The Elves and the Shoemaker

I’ve been running a thought experiment about my agentic software projects. If agents were to do work at night, unprompted, what would be the best gift they could give you to wake up to in the morning? There’s a fairy story about a shoe maker who leaves some scraps lying around after a busy day of work, and some elves come along and make some shoes from them. This is the kind of thing I’m thinking about.

This is distinct from the projects where you spend time creating plans during the day for agents to work on at night. And it’s different from autoresearch coming up with something after working tirelessly in a loop. The part of this that intrigues me is whether agents could do work unbidden and produce delightful gifts that were unexpected.
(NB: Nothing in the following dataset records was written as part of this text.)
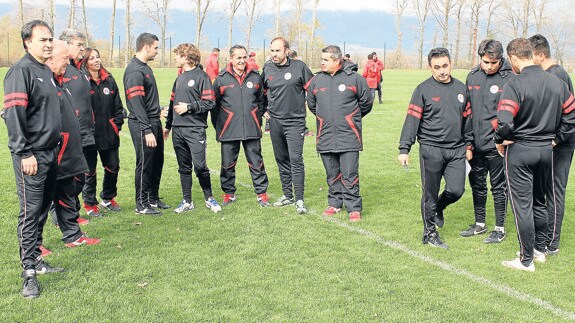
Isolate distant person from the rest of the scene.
[212,45,271,207]
[307,45,373,222]
[529,34,575,255]
[204,48,220,82]
[397,48,471,249]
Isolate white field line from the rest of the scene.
[122,132,575,321]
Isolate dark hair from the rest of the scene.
[136,33,160,52]
[427,47,451,66]
[477,39,503,59]
[507,38,533,59]
[20,20,54,50]
[529,34,551,58]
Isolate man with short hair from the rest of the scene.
[398,48,471,249]
[307,45,373,222]
[4,20,62,298]
[262,37,313,214]
[529,34,575,256]
[461,39,515,243]
[500,38,575,272]
[164,44,222,213]
[124,33,166,215]
[211,45,270,207]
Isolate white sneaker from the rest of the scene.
[501,258,535,272]
[174,200,194,214]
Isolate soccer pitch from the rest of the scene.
[0,68,575,322]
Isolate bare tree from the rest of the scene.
[414,0,431,69]
[228,0,242,48]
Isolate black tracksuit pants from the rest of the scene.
[268,117,305,201]
[220,139,268,194]
[82,148,120,206]
[172,127,213,202]
[12,147,59,270]
[469,148,507,227]
[505,142,553,266]
[419,145,465,238]
[320,151,362,212]
[546,146,573,250]
[128,119,164,209]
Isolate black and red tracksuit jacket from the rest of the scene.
[55,76,88,179]
[165,67,216,129]
[307,63,373,153]
[494,65,575,146]
[63,61,96,147]
[211,65,265,141]
[262,57,313,119]
[124,57,161,135]
[4,54,62,158]
[90,68,124,150]
[399,77,472,154]
[465,59,516,152]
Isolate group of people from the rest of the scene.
[3,20,373,298]
[398,34,575,271]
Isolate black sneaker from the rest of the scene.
[460,224,487,237]
[21,269,40,298]
[423,233,449,250]
[36,259,64,275]
[483,230,506,243]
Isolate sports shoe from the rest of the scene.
[423,232,449,250]
[66,233,101,248]
[36,258,64,275]
[258,193,272,207]
[40,245,52,257]
[150,199,170,210]
[483,230,506,243]
[501,258,535,272]
[273,195,293,207]
[76,216,90,225]
[322,206,341,216]
[460,223,487,237]
[206,196,222,213]
[100,199,122,212]
[295,200,307,214]
[21,269,40,298]
[222,193,236,206]
[174,200,194,214]
[84,203,102,217]
[349,211,361,222]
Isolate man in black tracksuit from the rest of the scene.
[262,37,313,214]
[307,45,373,222]
[529,34,575,255]
[4,20,62,298]
[212,45,270,207]
[500,38,575,271]
[124,33,165,215]
[164,44,221,213]
[461,39,515,243]
[398,48,471,249]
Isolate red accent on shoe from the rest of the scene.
[349,211,361,222]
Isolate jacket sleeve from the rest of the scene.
[124,72,152,134]
[493,83,519,144]
[4,67,33,158]
[399,86,425,154]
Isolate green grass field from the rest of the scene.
[0,69,575,322]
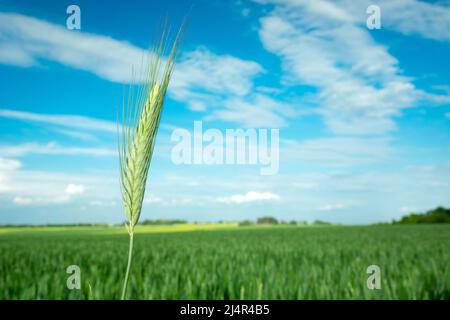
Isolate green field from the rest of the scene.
[0,224,450,299]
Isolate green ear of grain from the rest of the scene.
[118,28,183,299]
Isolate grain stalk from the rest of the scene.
[117,28,183,300]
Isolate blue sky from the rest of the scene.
[0,0,450,224]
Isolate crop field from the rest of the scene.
[0,224,450,299]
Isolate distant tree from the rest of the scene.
[256,217,278,224]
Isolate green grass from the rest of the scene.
[0,225,450,299]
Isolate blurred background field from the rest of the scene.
[0,224,450,299]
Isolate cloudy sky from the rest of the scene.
[0,0,450,224]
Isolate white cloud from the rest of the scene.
[144,193,163,203]
[255,0,450,41]
[0,157,22,171]
[255,0,450,134]
[0,142,117,157]
[65,183,84,195]
[280,136,395,167]
[0,109,117,135]
[217,191,280,204]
Some ideas that lead to this conclusion (where “people” may just refer to me):

Asking agents to do stuff is potentially going to be an anti-pattern
People are messy when they are exploring ideas
People don’t like having to spend time cleaning up
People often have new ideas as they see stuff being built
People want to capture ideas while they are fresh which means not pausing to think about quality
People need to do steps in serial to see how they affect work downstream
People are bad at remembering ideas they had and plans they made

There seem to be a couple of ways of thinking about working with agents:

Creating skills and harnesses to try to stick to a good process
Creating detailed plans with little room for errors
Reviewing code that agents create to find problems

Some of these things become serious bottlenecks when moving at agent speed. I’ve realised that I’m the bottleneck that stops more of my ideas from being built.

What would this look like if it were true

This could materialise in a number of different ways, depending on your level of trust. At the least trusting end of the spectrum, you would wake up to a bunch of proposals from your night elves. These would then need to be acted on. On the more trusting end of the spectrum, the elves have done significant work — created features that were implicit or extrapolated from the recent work you’ve been doing.

Between these points are numerous other ideas:

Improving the quality of code
Improving test coverage / effectiveness
Organising documentation
Doing expensive QA reviews and highlighting UX friction
Examining workflow friction and improving human / agent tooling
Organizing / prioritising backlog
Implementing fixes for bug reports

These can be done while a human is in the driving seat, but it feels like a waste of their time.

What I want to spend time doing is using the software that’s been built and thinking of ways to improve it. Sometimes that means experimenting with different ideas. Sometimes it’s just thinking about abstractions that make the model work better.

Another analogy for this kind of work is what our brains do when we’re asleep and dreaming. They organise memories and make our context more useful when we awaken in the morning. We don’t do this consciously. It would be a massive pain if we did.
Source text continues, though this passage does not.